Parameters: - data (Orange.data.Table) – A data table
- distance_constructor (Orange.distances.DistanceConstructor) – An DistanceConstructor instance (defaults to Euclidean).
- progress_callback (function) – A function (taking one argument) to use for reporting on the progress.
Return type:
Measures¶
Distance measures are defined with two classes: a subclass of obj:DistanceConstructor and a subclass of Distance.
- class Orange.distance.Hamming¶
- class Orange.distance.HammingDistance¶
The number of features in which the two instances differ. This measure is not appropriate for instances that contain continuous features.
- class Orange.distance.Maximal¶
- class Orange.distance.MaximalDistance¶
The maximal distance between two feature values. If dist is the result of feature_distances, then Maximal returns max(dist).
- class Orange.distance.Manhattan¶
- class Orange.distance.ManhattanDistance¶
The sum of absolute values of distances between pairs of features, e.g. sum(abs(x) for x in dist) where dist is the result of feature_distances.
- class Orange.distance.Euclidean¶
- class Orange.distance.EuclideanDistance¶
The square root of sum of squared per-feature distances, i.e. sqrt(sum(x*x for x in dist)), where dist is the result of feature_distances.
- distributions()¶
A Distribution containing the distributions for all discrete features used for computation of distances between known and unknown values.
- both_special_dist()¶
A list containing the distance between two unknown values for each discrete feature.
Unknown values are handled by computing the expected square of distance based on the distribution from the “training” data. Squared distance between
- A known and unknown continuous feature equals squared distance between the known and the average, plus variance.
- Two unknown continuous features equals double variance.
- A known and unknown discrete feature equals the probability that the unknown feature has different value than the known (i.e., 1 - probability of the known value).

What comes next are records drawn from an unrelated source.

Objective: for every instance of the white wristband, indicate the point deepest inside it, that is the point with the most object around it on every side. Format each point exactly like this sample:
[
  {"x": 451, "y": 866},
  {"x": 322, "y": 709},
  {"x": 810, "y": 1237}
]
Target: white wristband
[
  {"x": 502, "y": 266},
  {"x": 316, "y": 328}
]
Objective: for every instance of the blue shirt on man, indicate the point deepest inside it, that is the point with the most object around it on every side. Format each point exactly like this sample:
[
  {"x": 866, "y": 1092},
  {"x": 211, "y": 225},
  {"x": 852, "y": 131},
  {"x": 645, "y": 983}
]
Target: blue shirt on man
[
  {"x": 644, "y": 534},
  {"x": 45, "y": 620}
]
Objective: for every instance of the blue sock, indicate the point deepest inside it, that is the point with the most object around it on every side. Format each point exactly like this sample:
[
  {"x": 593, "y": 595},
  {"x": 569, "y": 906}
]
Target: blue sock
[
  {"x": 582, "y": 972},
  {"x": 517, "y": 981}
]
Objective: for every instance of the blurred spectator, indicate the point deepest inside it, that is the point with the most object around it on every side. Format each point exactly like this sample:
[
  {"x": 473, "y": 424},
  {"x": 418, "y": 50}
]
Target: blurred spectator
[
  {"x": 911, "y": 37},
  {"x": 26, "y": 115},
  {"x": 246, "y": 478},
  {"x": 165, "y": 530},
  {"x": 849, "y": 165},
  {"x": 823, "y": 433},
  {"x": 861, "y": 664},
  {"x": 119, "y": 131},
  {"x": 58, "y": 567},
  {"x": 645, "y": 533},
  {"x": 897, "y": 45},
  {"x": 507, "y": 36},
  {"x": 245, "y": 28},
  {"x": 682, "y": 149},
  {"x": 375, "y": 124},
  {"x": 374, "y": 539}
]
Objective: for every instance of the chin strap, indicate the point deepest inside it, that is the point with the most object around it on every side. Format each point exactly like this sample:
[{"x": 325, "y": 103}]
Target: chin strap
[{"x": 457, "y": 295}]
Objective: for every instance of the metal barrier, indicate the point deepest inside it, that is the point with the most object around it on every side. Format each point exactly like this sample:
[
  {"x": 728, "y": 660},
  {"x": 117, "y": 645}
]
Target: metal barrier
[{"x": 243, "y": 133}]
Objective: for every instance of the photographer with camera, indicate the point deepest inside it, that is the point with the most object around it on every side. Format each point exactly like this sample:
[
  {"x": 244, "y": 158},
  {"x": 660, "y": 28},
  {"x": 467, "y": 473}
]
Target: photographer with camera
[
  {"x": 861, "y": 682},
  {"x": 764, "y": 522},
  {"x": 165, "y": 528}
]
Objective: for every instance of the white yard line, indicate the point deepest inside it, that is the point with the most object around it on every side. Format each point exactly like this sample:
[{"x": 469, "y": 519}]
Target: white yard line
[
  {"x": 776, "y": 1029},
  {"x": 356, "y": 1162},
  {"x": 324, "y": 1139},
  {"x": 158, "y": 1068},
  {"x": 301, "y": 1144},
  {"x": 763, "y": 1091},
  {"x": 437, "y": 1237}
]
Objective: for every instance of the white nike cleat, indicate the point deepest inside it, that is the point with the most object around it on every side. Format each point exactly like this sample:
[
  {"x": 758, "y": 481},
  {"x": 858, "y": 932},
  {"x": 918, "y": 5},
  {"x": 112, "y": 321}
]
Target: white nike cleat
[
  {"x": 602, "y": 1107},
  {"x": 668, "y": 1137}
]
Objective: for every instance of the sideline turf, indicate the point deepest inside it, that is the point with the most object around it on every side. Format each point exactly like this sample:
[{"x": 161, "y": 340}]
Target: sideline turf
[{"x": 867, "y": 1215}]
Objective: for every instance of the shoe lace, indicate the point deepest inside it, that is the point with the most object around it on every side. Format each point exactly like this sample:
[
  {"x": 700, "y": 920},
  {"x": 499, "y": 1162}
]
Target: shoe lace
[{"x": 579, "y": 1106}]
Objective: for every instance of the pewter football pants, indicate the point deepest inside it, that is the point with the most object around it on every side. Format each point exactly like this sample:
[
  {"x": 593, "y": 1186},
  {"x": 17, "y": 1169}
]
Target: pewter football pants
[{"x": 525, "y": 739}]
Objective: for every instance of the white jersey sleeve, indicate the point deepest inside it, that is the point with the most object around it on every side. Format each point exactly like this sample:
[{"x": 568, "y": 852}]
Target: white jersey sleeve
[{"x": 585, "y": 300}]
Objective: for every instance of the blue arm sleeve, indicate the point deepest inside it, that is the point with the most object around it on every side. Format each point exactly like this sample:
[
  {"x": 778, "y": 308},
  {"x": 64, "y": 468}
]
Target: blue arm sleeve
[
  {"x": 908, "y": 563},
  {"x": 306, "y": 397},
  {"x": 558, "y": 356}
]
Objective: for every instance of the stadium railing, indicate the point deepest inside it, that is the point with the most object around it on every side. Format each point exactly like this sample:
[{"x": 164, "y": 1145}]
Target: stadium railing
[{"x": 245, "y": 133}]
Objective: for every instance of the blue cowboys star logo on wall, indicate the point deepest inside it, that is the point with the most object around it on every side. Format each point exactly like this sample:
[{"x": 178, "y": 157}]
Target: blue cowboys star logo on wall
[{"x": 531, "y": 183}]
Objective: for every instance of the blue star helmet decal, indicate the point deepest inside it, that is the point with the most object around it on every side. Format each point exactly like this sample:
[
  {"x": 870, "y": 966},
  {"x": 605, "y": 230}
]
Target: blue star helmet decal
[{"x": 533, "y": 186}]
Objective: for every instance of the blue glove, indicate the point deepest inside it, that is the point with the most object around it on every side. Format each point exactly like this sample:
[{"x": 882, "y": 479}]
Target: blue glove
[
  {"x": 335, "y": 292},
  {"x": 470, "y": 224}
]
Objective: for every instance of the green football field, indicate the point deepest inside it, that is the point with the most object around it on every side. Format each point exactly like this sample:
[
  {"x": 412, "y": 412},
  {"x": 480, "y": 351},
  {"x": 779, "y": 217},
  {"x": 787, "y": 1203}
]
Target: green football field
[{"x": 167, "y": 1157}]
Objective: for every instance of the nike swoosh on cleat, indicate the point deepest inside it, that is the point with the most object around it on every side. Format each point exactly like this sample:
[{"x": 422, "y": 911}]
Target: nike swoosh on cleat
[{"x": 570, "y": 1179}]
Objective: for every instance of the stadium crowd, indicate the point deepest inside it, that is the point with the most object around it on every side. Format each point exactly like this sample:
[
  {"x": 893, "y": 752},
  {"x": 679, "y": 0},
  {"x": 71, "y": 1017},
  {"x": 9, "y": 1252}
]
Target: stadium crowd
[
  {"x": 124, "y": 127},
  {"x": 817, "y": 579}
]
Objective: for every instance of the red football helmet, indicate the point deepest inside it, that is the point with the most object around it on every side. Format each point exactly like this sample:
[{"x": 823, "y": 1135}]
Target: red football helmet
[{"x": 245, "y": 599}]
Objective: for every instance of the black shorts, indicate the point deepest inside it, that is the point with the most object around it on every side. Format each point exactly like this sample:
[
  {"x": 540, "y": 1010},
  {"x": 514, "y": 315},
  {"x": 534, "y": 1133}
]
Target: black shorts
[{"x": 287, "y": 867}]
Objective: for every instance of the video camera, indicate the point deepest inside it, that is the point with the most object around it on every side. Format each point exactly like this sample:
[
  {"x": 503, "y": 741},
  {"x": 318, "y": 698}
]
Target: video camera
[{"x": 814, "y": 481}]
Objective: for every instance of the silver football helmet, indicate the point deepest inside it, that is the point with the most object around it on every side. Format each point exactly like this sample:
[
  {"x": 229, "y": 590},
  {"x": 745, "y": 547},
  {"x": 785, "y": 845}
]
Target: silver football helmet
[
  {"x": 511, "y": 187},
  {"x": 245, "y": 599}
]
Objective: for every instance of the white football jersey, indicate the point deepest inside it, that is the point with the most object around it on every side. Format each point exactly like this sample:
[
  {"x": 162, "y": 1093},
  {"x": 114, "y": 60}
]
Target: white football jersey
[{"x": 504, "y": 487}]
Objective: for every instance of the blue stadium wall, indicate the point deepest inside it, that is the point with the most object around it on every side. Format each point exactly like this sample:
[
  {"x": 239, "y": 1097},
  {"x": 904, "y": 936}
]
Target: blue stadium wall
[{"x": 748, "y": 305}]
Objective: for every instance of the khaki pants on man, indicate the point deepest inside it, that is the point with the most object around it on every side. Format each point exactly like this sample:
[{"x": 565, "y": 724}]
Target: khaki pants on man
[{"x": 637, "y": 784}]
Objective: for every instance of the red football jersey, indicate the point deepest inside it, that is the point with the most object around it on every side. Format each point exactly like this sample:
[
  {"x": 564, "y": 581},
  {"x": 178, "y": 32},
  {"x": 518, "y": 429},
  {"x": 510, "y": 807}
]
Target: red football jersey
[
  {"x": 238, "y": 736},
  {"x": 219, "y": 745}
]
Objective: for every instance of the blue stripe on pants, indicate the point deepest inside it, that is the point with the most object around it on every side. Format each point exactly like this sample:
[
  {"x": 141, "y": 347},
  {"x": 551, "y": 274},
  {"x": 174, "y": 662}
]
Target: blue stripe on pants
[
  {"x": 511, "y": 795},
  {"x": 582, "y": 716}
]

- Two unknown discrete features equals the probability that two random chosen values are equal, which can be computed as 1 - sum of squares of probabilities.
Continuous cases are handled as inherited from DistanceNormalized. The data for discrete cases are stored in distributions (used for unknown vs. known value) and in both_special_dist (the precomputed distance between two unknown values).
- class Orange.distance.Relief¶
- class Orange.distance.ReliefDistance¶
Relief is similar to Manhattan distance, but incorporates the treatment of undefined values, which is used by ReliefF measure.
This class is derived directly from Distance.
- class Orange.distance.PearsonR¶
- class Orange.distance.PearsonRDistance(**argkw)¶
Pearson correlation coefficient.
- __call__(e1, e2)¶
Parameters: - e1 – data instances.
- e2 – data instances.
Returns Pearson’s disimilarity between e1 and e2, i.e. (1-r)/2 where r is Pearson’s rank coefficient.
- class Orange.distance.SpearmanR¶
- class Orange.distance.SpearmanRDistance(**argkw)¶
Spearman’s rank correlation coefficient.
- __call__(e1, e2)¶
Parameters: - e1 – data instances.
- e2 – data instances.
Returns Sprearman’s disimilarity between e1 and e2, i.e. (1-r)/2 where r is Sprearman’s rank coefficient.
- class Orange.distance.Mahalanobis¶
Utilities¶
- class Orange.distance.DistanceNormalized¶
An abstract class that provides normalization.
- normalizers¶
A precomputed list of normalizing factors for feature values. They are:
- 1/(max_value-min_value) for continuous and 1/number_of_values for ordinal features. If either feature is unknown, the distance is 0.5. Such factors are used to multiply differences in feature’s values.
- -1 for nominal features; the distance between two values is 0 if they are same (or at least one is unknown) and 1 if they are different.
- 0 for ignored features.
- bases, averages, variances
The minimal values, averages and variances (continuous features only).
- domain_version¶
The domain version changes each time a domain description is changed (i.e. features are added or removed).
- feature_distances(instance1, instance2)¶
Return a list of floats representing normalized distances between pairs of feature values of the two instances.